Marathon Resources Limited 24 Nov 09

South Australian Government raises the stakes – buy a huge amount.

Just as we thought would happen, EL 3258 was renewed, but only for one year. A huge negative surprise for investors, ahead of a South Australian election next year, is that Mt Gee has been classified under a new zoning classification as being in Access Zone 2A. No high impact activities are allowed in Access Zone 2A – this means no mining. The company is preparing a submission to the South Australian Government that must be lodged before 19 December 2009.

Not surprisingly, the news was taken badly by the market that has punished the company’s share price, and at this point in time justly so.

Fat Prophets initially recommended buying Marathon Resources at 72 cents in March 2006 (Fat Mining 16). Our last review of the stock was in September (Fat Mining 194).

Since our last coverage, MTN was trading around the $0.67 level, and has recently traded to reach a high of $0.80 in October before being sold off to touch a low of $0.49 last week.

In our opinion, support lies at $0.50, given the close proximity of this level to current prices, we believe further downside risks are increasing. Should prices break this level, we could be in for an accelerated drop in price to the $0.33 support level.


From a broader perspective, the weekly chart shows the depth of the decline over the past two years. Given the significant amount of chart resistance above current levels, we cannot rule out further consolidation and downside risk.

The South Australian Government has just released a paper entitled “Seeking a Balance”. The Department of Environment and Heritage, in conjunction with Primary Industries and Resources SA, undertook a project to identify and rate sites of interest in the Northern Flinders Ranges. This was done without consulting Native Title landowners and other parties including miners with significant interests in the area.

For the purposes of exploration and mining, the Northern Flinders Ranges have been divided into four zones with different levels of access.

        Zone 1. No access accepted.

           Zone 2A. No high impact activities are accepted.

        Zone 2B. Low impact activities are accepted.

        Zone 3. Standard access for exploration and mining activities.

The proposed zoning map is shown below. Zone 2A is shown in blue.


Looking at the proposed Management Zones it looks as though circles have been deliberately drawn around uranium deposits, including Mt Gee.

Until now it looked as though the South Australian Government was supportive of a uranium industry, but not any more and many companies have been affected.

All the companies will make their submissions by the due date and will have to argue hard for a change in the zone classifications. Investors might well wonder if the “Seeking a Balance” report has anything to do with the South Australian election that will be held in March 2010?

Exploration continued during the September quarter with high resolution geophysics providing much more detail than previously available. High resolution magnetic and radiometric surveys and infill gravity measurements have defined new anomalies.

From this work a new geological model has been developed and new zones of mineralisation have been identified and warrant drill testing.

Additional resources will come from the Armchair deposit where mineralisation remains open along strike and down-dip. The small high-grade Hodgkinson deposit is open to depth.
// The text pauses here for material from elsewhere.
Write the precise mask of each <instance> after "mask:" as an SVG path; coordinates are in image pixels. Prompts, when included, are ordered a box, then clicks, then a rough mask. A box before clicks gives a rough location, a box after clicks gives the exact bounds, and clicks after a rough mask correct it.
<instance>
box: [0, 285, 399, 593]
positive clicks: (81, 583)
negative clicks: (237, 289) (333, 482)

The truth of the matter is that there is potential to at least double the current resource which is 51Mt at a grade of 615ppm U3O8.
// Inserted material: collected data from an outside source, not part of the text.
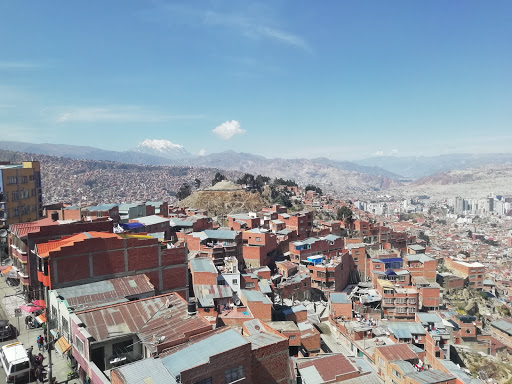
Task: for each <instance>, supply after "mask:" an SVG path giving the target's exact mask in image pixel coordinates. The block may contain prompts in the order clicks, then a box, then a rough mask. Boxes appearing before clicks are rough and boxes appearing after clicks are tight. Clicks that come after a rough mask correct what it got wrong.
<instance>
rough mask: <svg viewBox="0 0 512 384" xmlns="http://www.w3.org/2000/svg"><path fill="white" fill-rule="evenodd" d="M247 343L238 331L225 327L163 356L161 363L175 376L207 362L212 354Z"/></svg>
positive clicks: (173, 375) (238, 346)
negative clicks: (184, 347)
mask: <svg viewBox="0 0 512 384" xmlns="http://www.w3.org/2000/svg"><path fill="white" fill-rule="evenodd" d="M248 343H249V342H248V341H247V340H246V339H245V338H244V337H243V336H242V335H240V334H239V333H238V332H236V331H235V330H233V329H227V330H225V331H223V332H219V333H215V334H213V335H212V336H209V337H206V338H204V339H202V340H200V341H198V342H196V343H193V344H190V345H188V346H187V347H185V348H183V349H180V350H179V351H177V352H175V353H173V354H171V355H169V356H166V357H164V358H163V359H162V363H163V364H164V366H165V367H166V368H167V370H168V371H169V372H170V373H171V374H172V375H173V376H177V375H179V374H180V373H181V372H183V371H185V370H187V369H190V368H192V367H196V366H198V365H202V364H208V363H209V362H210V357H212V356H215V355H218V354H219V353H222V352H226V351H229V350H232V349H235V348H238V347H241V346H242V345H245V344H248Z"/></svg>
This makes the total resource equal to 31,300t of U3O8 or 69m pounds. Mt Gee has potential to rival ERA’s Jabiluka deposit in the Northern Territory that is twice its current size.
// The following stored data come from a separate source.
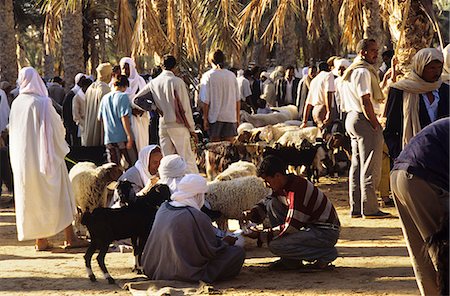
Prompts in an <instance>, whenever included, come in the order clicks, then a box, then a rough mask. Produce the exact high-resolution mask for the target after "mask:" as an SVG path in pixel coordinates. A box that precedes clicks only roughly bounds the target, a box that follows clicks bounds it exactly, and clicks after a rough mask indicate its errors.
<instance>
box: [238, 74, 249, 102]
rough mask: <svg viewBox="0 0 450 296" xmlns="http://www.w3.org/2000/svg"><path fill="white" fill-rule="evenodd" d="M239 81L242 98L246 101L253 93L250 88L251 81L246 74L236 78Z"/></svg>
mask: <svg viewBox="0 0 450 296" xmlns="http://www.w3.org/2000/svg"><path fill="white" fill-rule="evenodd" d="M236 80H237V81H238V88H239V93H240V94H241V100H242V101H245V98H247V97H248V96H251V95H252V90H251V88H250V82H249V81H248V79H247V78H245V77H244V76H239V77H238V78H236Z"/></svg>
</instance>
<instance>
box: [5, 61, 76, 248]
mask: <svg viewBox="0 0 450 296" xmlns="http://www.w3.org/2000/svg"><path fill="white" fill-rule="evenodd" d="M18 84H19V87H20V91H19V96H18V97H17V99H16V100H14V103H13V104H12V107H11V114H10V122H9V131H10V155H11V167H12V170H13V174H14V195H15V196H14V198H15V205H16V224H17V235H18V239H19V241H23V240H31V239H36V250H46V249H49V248H50V244H49V243H48V241H47V239H46V238H47V237H50V236H53V235H55V234H57V233H58V232H60V231H62V230H63V229H64V230H65V236H66V245H67V246H75V245H77V244H79V241H78V240H77V239H76V237H75V235H74V233H73V229H72V224H71V223H72V221H73V219H74V215H75V213H76V208H75V199H74V196H73V192H72V188H71V184H70V181H69V176H68V173H67V168H66V164H65V162H64V157H65V155H66V154H67V153H68V152H69V147H68V145H67V143H66V141H65V139H64V136H65V135H64V126H63V124H62V121H61V118H60V117H59V115H58V114H57V113H56V111H55V109H54V108H53V107H52V101H51V99H50V98H49V97H48V92H47V89H46V88H45V85H44V83H43V82H42V79H41V78H40V77H39V74H38V73H37V72H36V70H35V69H33V68H31V67H26V68H23V69H22V70H20V72H19V78H18Z"/></svg>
Recent acquisitions in Australia have been made in excess of $A7.50 per resource pound. If this metric is applied to Marathon, the value of the company exceeds $A500m.

The mining concept for Mt Gee will include a mixture of open pits and underground mines targeting high-grade zones. Back of the envelope revenue calculations, assuming a head grade of 0.06% U3O8, and recovery of 88%, gave the following results. At a uranium price of US$50/lb the revenue is US$58.20/t. At US$85/lb revenue rises to nearly US$100/t, and at a price of US$120/lb, revenue is US$140/t.

It is way too early to predict what the unit cost will be in terms of USD per pound. A mix selected open pit and high-grade underground ore will deliver a grade significantly above the average grade of 615ppm. On paper, Mt Gee is an excellent project in the making and the project would probably target revenue in excess of US$120 per tonne.

All the balls are up in the air and nobody knows how they will fall. If Mt Gee is re-zoned to Zone 3, then Marathon is massively undervalued. If mining is not allowed then Mt Gee has no value.

So what should members do? Mt Gee is an excellent discovery and potentially a very valuable asset. However, at this point in time the risk of owning the stock is very high.

To reiterate, we like Marathon, and will revisit the company if Mt Gee is re-zoned to allow exploration and mining. We do not think it makes any sense for the Government of South Australia to stop exploration and development of the Mt Gee uranium deposit. However, we think that at this point in time the risk is too high.

Fat Prophets recommends that Members SELL their holding in Marathon Resources and SWITCH into Bannerman Resources (ASX: BMN) to maintain an exposure to uranium.